Figure 3.

NVP-LDE-225 downregulates Shh-signaling pathway in CSCs. (a) NVP-LDE-225 inhibits expression of Gli1 and Gli2 in CSCs. The cells were seeded on fibronectin-coated coverslips and treated with NVP-LDE-225 (5 μℳ) for 48 h. Subsequently, cells were fixed with 4% paraformaldehyde, blocked in 5% normal goat serum and stained with Gli1 and Gli2 primary antibodies (1:100) for 16 h at 4 °C and washed with PBS. Afterwards, cells were incubated with fluorescently labeled secondary antibody (1:200) along with DAPI (1 mg/ml) for 1 h at room temperature and cells were mounted and visualized under a fluorescent microscope. (b) Gel shift asssay.

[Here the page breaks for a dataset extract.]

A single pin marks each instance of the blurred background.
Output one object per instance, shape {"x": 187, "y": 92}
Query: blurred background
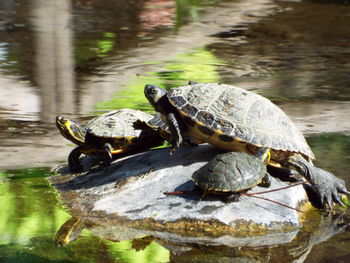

Nuclear extracts were prepared and incubated with labeled Gli probe. Gelshift assay was performed as we described in Materials and methods. (c) Luciferase assay, CSCs were transduced with lentiviral particles expressing Gli-dependent luciferase reporter and treated with NVP-LDE-225 (0, 5 and 10 μℳ) for 48 h. Lysates were prepared, and luciferase activity was measured as described in Materials and methods. Normalized luciferase activity is presented as mean±s.d. *, % and #=Significantly different from control (P<0.05). (d) CSCs were treated with NVP-LDE-225 (10 μℳ) for 36 h. At the end of incubation period, RNA was extracted and the expression of Gli1, Gli2, Patched-1 and Patched-2 was measured by qRT–PCR. Data represent the mean±s.d (n=4). *, % and #=Significantly different from respective control (P<0.05). (e) Protein expression of Gli1, Gli2, Patched1 and Patched-2. CSCs were treated with NVP-LDE-225 for 48 h, and the expression of Gli1, Gli2, Patched1 and Patched-2 was determined by the western blot analysis.